Very anomalous behaviours by C++ compiler

Question

I have the following code. In the function xyz(int from, int to, int i). I am printing the value of i and i*2+1. But I am getting unexpected output with i = 1 and i*2+1 = -1. The function xyz2() is exactly the same except that I have uncommented a dummy function call and I am getting the expected output with i = 0 and i*2+1 = 1. Please see the output as I have explained it. Also I would mention that I get the same output on my local machine.

Why is this happening?

    #include <stdio.h>
    #include <stdlib.h>

    long long arr[2];
    long long xyz(int from, int to, int i);
    long long array[200000];
    long long xyz2(int from, int to, int i);

    long long foo(){return 141;}

    int main(){
        int n=2;
        arr[0] = -4;
        arr[1] = 5;
        xyz(0, 1, 0);
        printf("\n\n");
        xyz2(0, 1, 0);
        return 0;
    }

    long long xyz2(int from, int to, int i){
        if(from==to){
            return arr[to];
        }else{
            int mid = (from+to)/2;
            array[i*2+1] = xyz2(from, mid, i*2+1);
            array[i*2+1] = foo();
            printf("%d %d\n", (i*2)+1, i);
            return 100000;
        }
    }

    long long xyz(int from, int to, int i){
        if(from==to){
            return arr[to];
        }else{
            int mid = (from+to)/2;
            array[i*2+1] = xyz(from, mid, i*2+1);
            //array[i*2+1] = foo();   // The above function xyz2 gives the 
                                  //correct results on uncommenting this line
            printf("%d %d %d\n",array[i*2+1], (i*2)+1, i);
            return 100000;
        }
    }

Answer 1

This line in xyz2(..):

  printf("%d %d %d\n",array[i*2+1], (i*2)+1, i);

is NOT the same as this line in xyz(..)

  printf("%d %d\n", (i*2)+1, i);

Changing the commented out line changed the result as follows:

With Line Commented

-4 1 0

1 0

With Line Uncommented

141 1 0

1 0

I don't seem to be getting any strange output (I think) using XCode 5....but I AM getting warnings about the format of the printed string:

printf("%d %d\n", (i*2)+1, i);

should be

printf("%lld %d\n", (i*2)+1, i);

Using long long requires a special print format, I believe. This could be the problem...

Answer 2

printf("%d %d %d\n",array[i*2+1], (i*2)+1, i);

The first data argument is a long long.
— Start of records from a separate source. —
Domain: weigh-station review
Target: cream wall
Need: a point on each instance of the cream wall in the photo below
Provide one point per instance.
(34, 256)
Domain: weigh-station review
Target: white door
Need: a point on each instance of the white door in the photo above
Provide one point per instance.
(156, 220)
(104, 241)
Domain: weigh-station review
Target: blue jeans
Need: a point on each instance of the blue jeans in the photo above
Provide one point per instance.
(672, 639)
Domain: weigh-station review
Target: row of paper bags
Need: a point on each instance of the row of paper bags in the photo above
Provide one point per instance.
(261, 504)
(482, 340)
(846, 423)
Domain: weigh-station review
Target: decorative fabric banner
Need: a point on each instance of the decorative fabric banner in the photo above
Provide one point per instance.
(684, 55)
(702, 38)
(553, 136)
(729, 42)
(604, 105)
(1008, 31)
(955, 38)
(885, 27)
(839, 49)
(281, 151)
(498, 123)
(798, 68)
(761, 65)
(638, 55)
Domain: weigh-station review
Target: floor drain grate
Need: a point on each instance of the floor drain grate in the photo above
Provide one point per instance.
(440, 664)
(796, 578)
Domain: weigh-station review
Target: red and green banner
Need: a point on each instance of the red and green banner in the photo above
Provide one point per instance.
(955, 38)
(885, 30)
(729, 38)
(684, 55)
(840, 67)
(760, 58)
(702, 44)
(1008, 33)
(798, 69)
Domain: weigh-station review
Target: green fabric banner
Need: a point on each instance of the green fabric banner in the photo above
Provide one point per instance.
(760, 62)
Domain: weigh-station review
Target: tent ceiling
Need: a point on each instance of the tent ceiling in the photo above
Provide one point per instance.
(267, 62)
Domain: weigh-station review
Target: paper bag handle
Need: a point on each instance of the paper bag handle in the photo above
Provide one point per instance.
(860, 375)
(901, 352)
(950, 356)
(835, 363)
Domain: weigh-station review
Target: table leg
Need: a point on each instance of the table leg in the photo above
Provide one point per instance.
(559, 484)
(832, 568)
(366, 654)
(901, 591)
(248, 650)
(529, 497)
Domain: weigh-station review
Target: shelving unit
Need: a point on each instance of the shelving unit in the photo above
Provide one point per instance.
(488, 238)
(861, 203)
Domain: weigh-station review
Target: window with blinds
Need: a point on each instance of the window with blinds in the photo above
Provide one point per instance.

You need to change your format string to match:

printf("%lld %d %d\n",array[i*2+1], (i*2)+1, i);

The reason you're getting weird behaviour when the wrong conversion specification is used is because the behaviour is undefined:

C99 §7.19.6.1/9 If any argument is not the correct type for the corresponding conversion specification, the behavior is undefined.

This comes from the specification for fprintf, which printf is defined in terms of. The C99 standard is normative for C++11.